So the answer is not one fixed dataset. It is the smallest traceable data set that can explain the decision or prediction you want to support.
Brownfield reality
In aerospace, MES rarely holds everything needed by itself. Useful AI projects usually depend on coexistence with ERP, PLM, QMS, test systems, historians, and document control. That means your real prerequisite is often integration quality, not just MES data availability.
If work orders live in ERP, revisions in PLM, NCRs in QMS, and machine data in a historian, then AI readiness depends on whether those systems can be linked consistently and under change control. Full replacement strategies often fail here because qualification burden, validation cost, downtime risk, integration complexity, and long asset lifecycles make wholesale cutovers hard to justify. A narrower layer that connects existing systems is usually more realistic, but it still requires disciplined mapping and governance.
What is usually missing first
-
Genealogy is incomplete below a certain assembly level.
-
Manual rework is recorded in comments instead of structured transactions.
-
Instruction revisions are not tied cleanly to execution events.
-
Equipment IDs changed over time without cross-reference mapping.
-
Defect codes are too inconsistent for reliable learning.
-
Closed-loop outcomes are unavailable because NCR and disposition data sit outside MES.
-
Important data exists only on paper, in PDFs, or in local spreadsheets.

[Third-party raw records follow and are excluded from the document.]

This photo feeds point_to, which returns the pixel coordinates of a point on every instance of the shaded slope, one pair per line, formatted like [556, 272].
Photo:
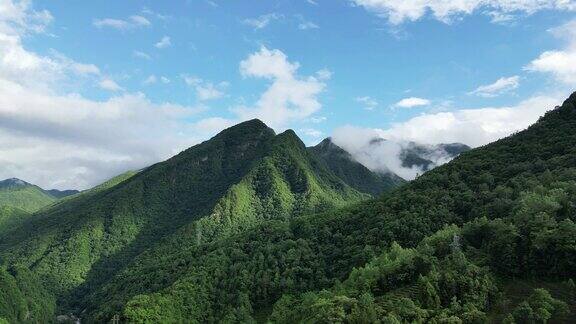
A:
[492, 193]
[234, 181]
[24, 196]
[353, 173]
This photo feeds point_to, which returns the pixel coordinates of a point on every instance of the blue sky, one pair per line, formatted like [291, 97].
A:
[106, 86]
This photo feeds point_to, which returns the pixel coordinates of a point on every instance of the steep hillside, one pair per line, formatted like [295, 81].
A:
[426, 157]
[222, 187]
[24, 196]
[462, 232]
[353, 173]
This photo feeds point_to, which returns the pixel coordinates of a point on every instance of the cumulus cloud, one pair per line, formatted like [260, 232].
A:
[163, 43]
[261, 21]
[474, 127]
[129, 23]
[289, 96]
[305, 25]
[311, 132]
[142, 55]
[379, 156]
[206, 90]
[368, 102]
[412, 102]
[497, 88]
[561, 64]
[68, 141]
[399, 11]
[110, 85]
[55, 137]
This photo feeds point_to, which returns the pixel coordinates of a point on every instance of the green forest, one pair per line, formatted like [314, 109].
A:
[254, 227]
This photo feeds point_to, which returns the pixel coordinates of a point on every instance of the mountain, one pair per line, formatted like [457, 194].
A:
[422, 156]
[356, 175]
[28, 197]
[243, 176]
[18, 199]
[487, 237]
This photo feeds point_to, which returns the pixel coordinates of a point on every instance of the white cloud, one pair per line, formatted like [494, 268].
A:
[412, 102]
[55, 137]
[473, 127]
[261, 21]
[205, 90]
[163, 43]
[52, 136]
[307, 25]
[497, 88]
[110, 85]
[311, 132]
[142, 55]
[368, 102]
[382, 156]
[151, 79]
[131, 22]
[399, 11]
[317, 119]
[18, 18]
[289, 97]
[561, 64]
[324, 74]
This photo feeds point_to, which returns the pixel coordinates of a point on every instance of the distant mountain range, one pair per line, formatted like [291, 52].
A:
[28, 197]
[253, 226]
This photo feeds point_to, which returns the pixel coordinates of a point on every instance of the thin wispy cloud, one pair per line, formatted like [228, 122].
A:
[398, 12]
[132, 22]
[142, 55]
[164, 42]
[367, 102]
[499, 87]
[261, 21]
[412, 102]
[205, 90]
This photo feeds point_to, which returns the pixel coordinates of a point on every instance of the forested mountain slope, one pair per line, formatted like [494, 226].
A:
[224, 186]
[18, 199]
[24, 196]
[342, 164]
[463, 231]
[466, 242]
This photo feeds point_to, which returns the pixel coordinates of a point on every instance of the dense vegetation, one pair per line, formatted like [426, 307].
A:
[356, 175]
[224, 186]
[455, 245]
[18, 199]
[24, 196]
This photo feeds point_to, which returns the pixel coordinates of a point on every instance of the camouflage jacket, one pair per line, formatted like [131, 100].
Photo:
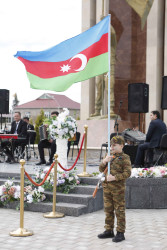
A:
[120, 167]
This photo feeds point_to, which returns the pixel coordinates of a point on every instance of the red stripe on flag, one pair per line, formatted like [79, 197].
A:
[53, 69]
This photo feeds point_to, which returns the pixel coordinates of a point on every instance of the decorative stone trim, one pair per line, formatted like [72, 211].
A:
[146, 193]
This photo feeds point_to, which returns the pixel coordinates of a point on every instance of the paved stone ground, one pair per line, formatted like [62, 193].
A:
[146, 230]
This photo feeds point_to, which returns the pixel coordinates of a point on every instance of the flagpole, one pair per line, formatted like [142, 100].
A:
[109, 55]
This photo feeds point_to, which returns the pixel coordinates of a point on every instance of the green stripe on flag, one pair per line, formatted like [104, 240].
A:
[96, 66]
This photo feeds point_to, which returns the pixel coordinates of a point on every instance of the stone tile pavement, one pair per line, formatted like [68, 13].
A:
[146, 230]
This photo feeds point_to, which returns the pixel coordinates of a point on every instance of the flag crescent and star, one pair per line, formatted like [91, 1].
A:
[74, 60]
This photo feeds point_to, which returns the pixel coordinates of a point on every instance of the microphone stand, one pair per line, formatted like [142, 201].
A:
[116, 124]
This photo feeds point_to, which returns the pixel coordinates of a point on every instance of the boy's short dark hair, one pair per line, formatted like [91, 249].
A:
[156, 112]
[118, 140]
[55, 113]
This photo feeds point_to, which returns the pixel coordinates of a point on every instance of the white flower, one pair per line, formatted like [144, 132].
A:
[41, 189]
[1, 190]
[17, 195]
[29, 198]
[42, 175]
[9, 182]
[73, 124]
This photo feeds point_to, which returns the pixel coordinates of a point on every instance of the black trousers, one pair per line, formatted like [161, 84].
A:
[46, 144]
[140, 153]
[9, 146]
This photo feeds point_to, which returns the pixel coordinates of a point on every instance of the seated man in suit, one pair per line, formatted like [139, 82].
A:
[153, 137]
[30, 130]
[19, 127]
[47, 144]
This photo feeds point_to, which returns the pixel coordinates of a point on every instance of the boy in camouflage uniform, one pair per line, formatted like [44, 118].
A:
[114, 189]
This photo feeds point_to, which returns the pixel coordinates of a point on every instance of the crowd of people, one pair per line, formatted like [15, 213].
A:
[119, 163]
[26, 134]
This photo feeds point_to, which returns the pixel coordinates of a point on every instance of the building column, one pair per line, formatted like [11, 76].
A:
[155, 55]
[165, 55]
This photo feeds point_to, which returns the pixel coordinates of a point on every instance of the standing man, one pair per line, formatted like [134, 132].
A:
[153, 137]
[29, 126]
[114, 189]
[47, 144]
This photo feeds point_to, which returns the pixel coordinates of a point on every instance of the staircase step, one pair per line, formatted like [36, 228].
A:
[78, 201]
[70, 198]
[46, 207]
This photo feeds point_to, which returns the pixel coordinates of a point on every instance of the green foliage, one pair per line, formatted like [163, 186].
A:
[38, 123]
[95, 173]
[31, 121]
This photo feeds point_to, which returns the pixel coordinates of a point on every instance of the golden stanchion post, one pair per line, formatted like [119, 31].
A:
[21, 231]
[85, 174]
[54, 214]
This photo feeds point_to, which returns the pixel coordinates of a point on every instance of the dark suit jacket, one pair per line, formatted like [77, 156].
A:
[22, 129]
[155, 131]
[30, 127]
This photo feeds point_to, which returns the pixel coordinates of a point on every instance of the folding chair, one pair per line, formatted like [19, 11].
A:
[74, 143]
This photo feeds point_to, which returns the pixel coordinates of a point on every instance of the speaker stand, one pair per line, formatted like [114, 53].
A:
[139, 122]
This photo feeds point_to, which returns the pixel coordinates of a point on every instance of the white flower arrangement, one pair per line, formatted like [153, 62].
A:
[10, 192]
[153, 172]
[65, 180]
[63, 126]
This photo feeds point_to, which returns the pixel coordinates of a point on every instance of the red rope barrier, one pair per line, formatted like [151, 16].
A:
[40, 184]
[76, 158]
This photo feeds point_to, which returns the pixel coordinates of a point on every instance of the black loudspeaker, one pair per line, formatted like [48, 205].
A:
[164, 93]
[138, 95]
[4, 101]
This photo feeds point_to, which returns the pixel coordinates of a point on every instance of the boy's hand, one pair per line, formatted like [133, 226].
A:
[110, 177]
[107, 159]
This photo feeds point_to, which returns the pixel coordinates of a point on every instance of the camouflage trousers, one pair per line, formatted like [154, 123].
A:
[114, 204]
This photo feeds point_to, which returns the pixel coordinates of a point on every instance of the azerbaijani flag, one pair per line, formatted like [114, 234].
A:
[74, 60]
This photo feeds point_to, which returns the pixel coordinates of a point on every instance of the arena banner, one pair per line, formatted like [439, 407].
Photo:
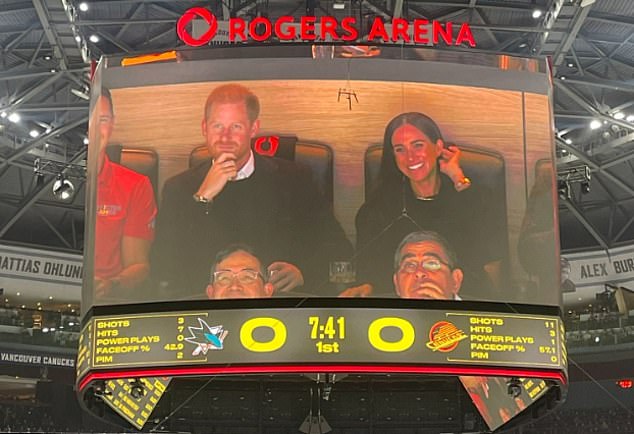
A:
[39, 358]
[33, 272]
[585, 274]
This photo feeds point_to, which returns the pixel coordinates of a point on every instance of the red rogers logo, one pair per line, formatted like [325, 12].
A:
[419, 31]
[187, 17]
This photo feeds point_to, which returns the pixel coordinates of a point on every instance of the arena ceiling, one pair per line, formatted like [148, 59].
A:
[46, 47]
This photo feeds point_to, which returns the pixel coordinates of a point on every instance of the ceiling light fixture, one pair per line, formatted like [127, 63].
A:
[595, 124]
[63, 189]
[80, 94]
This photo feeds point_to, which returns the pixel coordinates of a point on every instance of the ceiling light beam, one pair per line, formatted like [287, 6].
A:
[30, 199]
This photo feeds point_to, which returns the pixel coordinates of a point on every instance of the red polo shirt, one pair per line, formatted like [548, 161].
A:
[125, 207]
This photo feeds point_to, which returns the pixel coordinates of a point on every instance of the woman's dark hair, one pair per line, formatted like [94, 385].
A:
[389, 173]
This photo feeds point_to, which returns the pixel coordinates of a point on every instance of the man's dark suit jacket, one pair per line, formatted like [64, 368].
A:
[277, 210]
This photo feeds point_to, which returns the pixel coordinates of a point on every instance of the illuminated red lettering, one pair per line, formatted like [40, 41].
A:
[253, 29]
[261, 29]
[308, 28]
[237, 27]
[187, 17]
[378, 29]
[280, 33]
[421, 28]
[465, 35]
[399, 30]
[329, 27]
[437, 30]
[266, 145]
[348, 26]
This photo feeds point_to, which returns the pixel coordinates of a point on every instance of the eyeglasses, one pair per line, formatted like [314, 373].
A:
[431, 264]
[245, 277]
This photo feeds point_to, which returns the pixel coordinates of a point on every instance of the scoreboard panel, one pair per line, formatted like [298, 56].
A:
[329, 336]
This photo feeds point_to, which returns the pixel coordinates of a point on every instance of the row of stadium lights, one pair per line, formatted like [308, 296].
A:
[595, 124]
[16, 118]
[39, 304]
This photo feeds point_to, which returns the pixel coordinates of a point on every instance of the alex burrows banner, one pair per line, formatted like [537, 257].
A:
[38, 273]
[589, 271]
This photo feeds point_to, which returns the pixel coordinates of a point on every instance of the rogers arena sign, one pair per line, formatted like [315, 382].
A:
[261, 29]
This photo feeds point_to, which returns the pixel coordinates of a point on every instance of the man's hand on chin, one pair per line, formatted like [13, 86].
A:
[222, 170]
[284, 276]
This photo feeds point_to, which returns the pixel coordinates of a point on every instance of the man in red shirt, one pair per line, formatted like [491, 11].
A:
[126, 209]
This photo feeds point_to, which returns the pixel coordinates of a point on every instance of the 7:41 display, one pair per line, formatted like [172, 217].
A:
[330, 329]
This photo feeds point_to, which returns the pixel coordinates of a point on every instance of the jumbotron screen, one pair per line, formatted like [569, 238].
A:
[327, 175]
[342, 176]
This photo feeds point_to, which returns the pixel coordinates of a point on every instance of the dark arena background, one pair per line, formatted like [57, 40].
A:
[343, 216]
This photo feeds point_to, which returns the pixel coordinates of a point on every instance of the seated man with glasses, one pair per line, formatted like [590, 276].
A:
[425, 267]
[238, 273]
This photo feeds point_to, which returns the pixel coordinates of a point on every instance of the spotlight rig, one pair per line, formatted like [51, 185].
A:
[63, 188]
[571, 175]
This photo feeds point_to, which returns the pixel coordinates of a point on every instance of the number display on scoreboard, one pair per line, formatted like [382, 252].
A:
[319, 335]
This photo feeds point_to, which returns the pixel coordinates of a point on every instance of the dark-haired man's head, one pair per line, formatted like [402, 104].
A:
[425, 267]
[230, 121]
[238, 273]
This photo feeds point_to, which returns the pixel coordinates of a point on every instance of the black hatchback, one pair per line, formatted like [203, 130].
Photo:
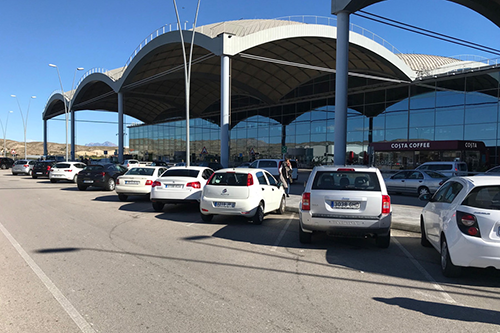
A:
[100, 175]
[42, 169]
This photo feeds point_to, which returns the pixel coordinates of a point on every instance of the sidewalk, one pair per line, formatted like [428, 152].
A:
[404, 217]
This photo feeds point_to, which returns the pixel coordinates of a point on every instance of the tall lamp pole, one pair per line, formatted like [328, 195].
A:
[4, 130]
[25, 121]
[66, 110]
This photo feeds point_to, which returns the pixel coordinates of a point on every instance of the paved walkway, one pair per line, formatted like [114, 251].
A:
[404, 217]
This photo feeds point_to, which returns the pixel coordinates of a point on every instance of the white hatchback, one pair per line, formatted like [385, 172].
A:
[179, 185]
[138, 181]
[346, 201]
[462, 221]
[244, 192]
[66, 171]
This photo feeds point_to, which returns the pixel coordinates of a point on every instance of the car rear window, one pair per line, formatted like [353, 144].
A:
[181, 173]
[486, 197]
[141, 171]
[62, 165]
[229, 179]
[342, 180]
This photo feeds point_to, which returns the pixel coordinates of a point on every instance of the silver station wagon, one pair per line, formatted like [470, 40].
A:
[346, 201]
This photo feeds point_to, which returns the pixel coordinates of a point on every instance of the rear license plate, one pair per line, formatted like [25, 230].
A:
[224, 204]
[345, 204]
[173, 186]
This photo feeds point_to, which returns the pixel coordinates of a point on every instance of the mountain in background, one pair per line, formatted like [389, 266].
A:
[105, 144]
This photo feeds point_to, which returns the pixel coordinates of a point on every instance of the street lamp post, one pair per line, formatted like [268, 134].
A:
[4, 130]
[66, 109]
[25, 121]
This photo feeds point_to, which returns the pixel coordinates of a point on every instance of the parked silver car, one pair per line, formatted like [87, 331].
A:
[415, 182]
[23, 167]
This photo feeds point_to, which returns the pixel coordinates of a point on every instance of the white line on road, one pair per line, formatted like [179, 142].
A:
[436, 286]
[282, 233]
[58, 295]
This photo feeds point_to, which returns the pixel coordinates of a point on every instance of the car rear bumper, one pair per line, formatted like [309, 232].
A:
[346, 225]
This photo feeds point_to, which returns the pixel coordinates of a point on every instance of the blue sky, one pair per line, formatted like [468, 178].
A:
[103, 34]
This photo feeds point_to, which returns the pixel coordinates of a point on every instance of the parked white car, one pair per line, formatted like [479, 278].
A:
[179, 185]
[346, 200]
[462, 222]
[138, 181]
[65, 171]
[244, 192]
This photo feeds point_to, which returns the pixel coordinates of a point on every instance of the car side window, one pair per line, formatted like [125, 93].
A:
[271, 179]
[261, 178]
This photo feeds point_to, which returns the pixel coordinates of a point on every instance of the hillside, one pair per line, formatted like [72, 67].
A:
[36, 148]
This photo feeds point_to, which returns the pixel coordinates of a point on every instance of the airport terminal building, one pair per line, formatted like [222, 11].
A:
[265, 88]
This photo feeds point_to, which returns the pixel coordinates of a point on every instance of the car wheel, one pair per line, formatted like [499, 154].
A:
[423, 236]
[281, 210]
[304, 237]
[258, 218]
[383, 241]
[158, 206]
[423, 190]
[447, 267]
[206, 218]
[110, 186]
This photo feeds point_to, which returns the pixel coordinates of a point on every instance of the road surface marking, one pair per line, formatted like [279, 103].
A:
[58, 295]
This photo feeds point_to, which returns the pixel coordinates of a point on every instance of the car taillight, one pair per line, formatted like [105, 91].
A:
[249, 180]
[467, 223]
[194, 185]
[306, 201]
[386, 204]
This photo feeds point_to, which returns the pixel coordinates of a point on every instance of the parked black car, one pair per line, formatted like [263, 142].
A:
[42, 169]
[100, 175]
[6, 163]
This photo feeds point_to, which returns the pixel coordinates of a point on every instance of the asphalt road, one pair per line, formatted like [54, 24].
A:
[82, 261]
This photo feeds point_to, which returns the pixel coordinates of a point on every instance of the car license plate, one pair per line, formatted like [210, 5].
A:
[173, 186]
[345, 204]
[224, 204]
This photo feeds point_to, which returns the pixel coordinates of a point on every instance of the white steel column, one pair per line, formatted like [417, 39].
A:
[342, 63]
[225, 111]
[120, 127]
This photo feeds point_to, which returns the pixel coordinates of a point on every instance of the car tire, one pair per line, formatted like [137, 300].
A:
[447, 267]
[423, 235]
[384, 241]
[281, 210]
[304, 237]
[206, 218]
[110, 185]
[258, 218]
[423, 190]
[158, 206]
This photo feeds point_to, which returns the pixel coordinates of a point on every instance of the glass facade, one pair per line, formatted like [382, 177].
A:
[465, 108]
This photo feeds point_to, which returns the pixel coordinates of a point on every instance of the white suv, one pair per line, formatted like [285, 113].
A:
[243, 192]
[346, 201]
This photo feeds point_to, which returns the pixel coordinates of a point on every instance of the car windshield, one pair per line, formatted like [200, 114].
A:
[342, 180]
[229, 178]
[486, 197]
[181, 173]
[140, 172]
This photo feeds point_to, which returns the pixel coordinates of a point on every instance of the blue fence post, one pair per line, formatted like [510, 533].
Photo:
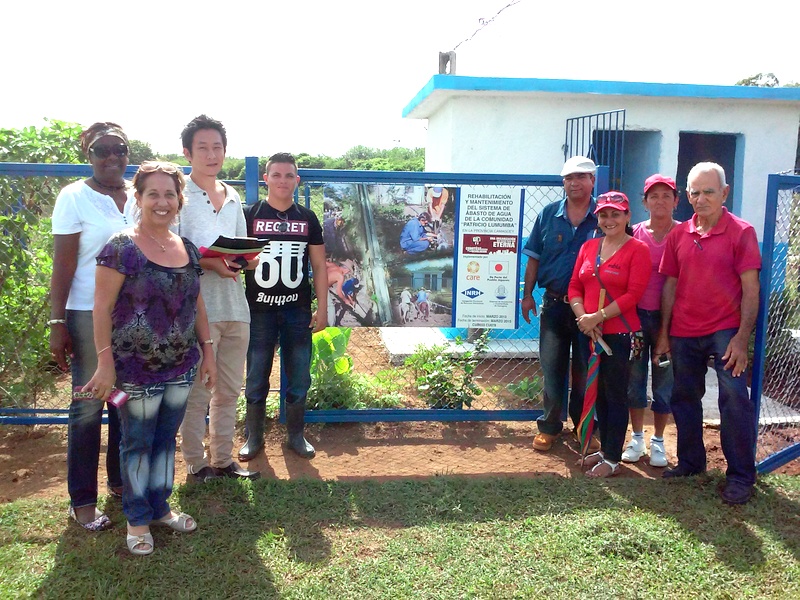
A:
[251, 179]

If those issues are present, start by fixing the highest-value data link rather than launching a broad AI program.
Practical starting threshold
Before starting, you should be able to answer yes to most of these questions:
-
Can we trace each analyzed unit or batch through the relevant operations?
-
Can we link execution records to the correct revision and effective date?
-
Can we identify the outcome we are trying to predict or explain?
-
Can we explain major missing data patterns?
-
Can we reconstruct changes in process, equipment, or coding over time?
-
Can we validate outputs against a business process with human review?
If the answer is no to most of those, the limiting factor is likely data readiness and governance, not AI capability.
Bottom line
Start with a narrow, high-value use case and verify five things: product identity, process sequence, revision context, quality outcome, and reliable timestamps. Add material, resource, and parameter data as needed. In aerospace, traceability and controlled change matter as much as model accuracy. Without that foundation, AI can still produce outputs, but they may not be trustworthy enough for regulated operations.